A Marinha do Brasil reforça seu papel de parceria e de resguardar a preservação ambiental. Cita a “Amazônia Azul”, que segundo a mesma é um conceito político-estratégico que a Marinha vem consolidado, com o propósito de inserir os espaços oceânicos e ribeirinhos em posição decisiva sobre os destinos do povo brasileiro e na dinâmica das relações internacionais do país. “Este conceito abarca a preocupação que a MB sempre atribuiu à necessidade inquestionável de preservação e uso sustentável do meio ambiente”, diz.  

A MB destaca ainda que “em um cenário mais amplo, a consolidação do conceito ‘Amazônia Azul’ reforça a ideia de fomento do emprego dos oceanos e das hidrovias em prol do desenvolvimento nacional, mediante a implementação de políticas públicas que possam ampliar o atendimento dos justos anseios de prosperidade da sociedade brasileira. Assim como, sempre que necessário, defender a soberania nacional nessas áreas”.

Dos entrevistados, Ronaldo Bastos Francini-Filho foi o único que não mediu suas palavras para demonstrar o quão desagradado ficou, quando perguntado se mesmo com as mudanças, ele estava satisfeito com a criação das UCs: “Não, nem um pouco. Eu fiquei altamente insatisfeito. Foi uma frustração e agora o que resta é primeiro escrever o quanto de retrocesso que isso gera, em termos científicos. E depois erguer a cabeça e continuar lutando para que a gente tenha as ilhas protegidas de fato”.

Ele conta ainda que está em curso a elaboração de artigos científicos que dirão “claramente que isso foi uma jogada política e que abre precedentes perigosos”. Esses precedentes se dão pelo fato de ter uma área de proteção integral (Mona) que permite a pesca em decreto e que isso pode servir para que criações futuras de parques nacionais, reservas ecológicas e outros meios protegidos integralmente, tenham pesca. Outro fator que ele levantará será o fato do cumprimento da Meta 11 de Aichi dificultar a criação de novas UCs, citando que alguns estados brasileiros sequer tem proteção marinha, como a Paraíba.

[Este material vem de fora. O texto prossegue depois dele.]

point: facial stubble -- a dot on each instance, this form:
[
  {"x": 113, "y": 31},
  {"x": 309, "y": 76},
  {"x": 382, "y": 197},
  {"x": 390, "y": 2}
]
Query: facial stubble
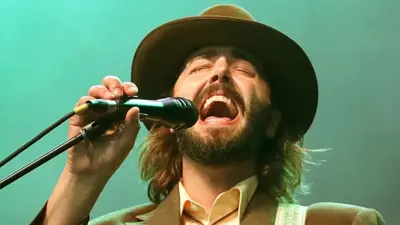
[{"x": 222, "y": 146}]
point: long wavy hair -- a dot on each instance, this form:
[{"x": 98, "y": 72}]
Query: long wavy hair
[
  {"x": 280, "y": 164},
  {"x": 280, "y": 161}
]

Definitivamente, 2018 foi um ano que começou forte e que o atual governo levará como troféu a importante ação que foi a proteção dessas áreas marinhas. Resta saber como eles tratarão esse feito. Realmente chegou a hora do mar mundial e o desejo de todos é que a preservação se faça efetiva e que o Brasil não seja apenas um exemplo nos números, nos papéis e nos encontros internacionais.Que a nação brasileira saiba mostrar respeito com o privilégio da biodiversidade única que que ela detém.